A new word in the English language has recently been coined: investor-state. The term refers to corporations who have the power to sue nations before an jurisdictional tribunal for infringements on their commercial interest. Phillip Morris, for example, has sued Australia over that country’s rules requiring hazardous warning labels on cigarette packaging. http://theconversation.com/big-tobacco-vs-australia-philip-morris-scores-an-own-goal-4967)
Who are these investor-states? Well, besides Phillip Morris, Monsanto, the Bank of America, Chevron and Exxon Mobil are among them and they’ve been granted their power though a negotiated agreement known as the Trans-Pacific Partnership (TPP). Current members of this trade circle are Australia, Brunei, Chile, Canada, Japan, Malaysia, Mexico, New Zealand, Peru, Singapore, Vietnam and the United States.
Ironically, only 5 of the 29 measures in this agreement speak directly to trade issues. The other 24 reach into areas previously unthinkable. It restricts, for example, a sovereign nation’s ability to support local produce within its borders and proposes sweeping changes with regard to the internet. The United States government rejected SOPA, the bill that would have instituted rigid copyright laws on intellectual property, but those same rules are proposed under TPP.

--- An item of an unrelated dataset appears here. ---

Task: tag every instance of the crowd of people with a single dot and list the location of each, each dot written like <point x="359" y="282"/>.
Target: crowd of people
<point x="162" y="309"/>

That the negotiations underway lack transparency is an understatement. So far, the measures have been kept under lock and key. Even members of Congress are beginning to complain about the lack of information. Below is a 10 minute clip from Democracy Now which speaks to the issue:.
http://www.democracynow.org/2013/10/4/a_corporate_trojan_horse_obama_pushes
In the United States, we have seen the consequences of giving corporations the same right to free speech as individuals. Giving them nation status is an idea that should keep everyone awake at night.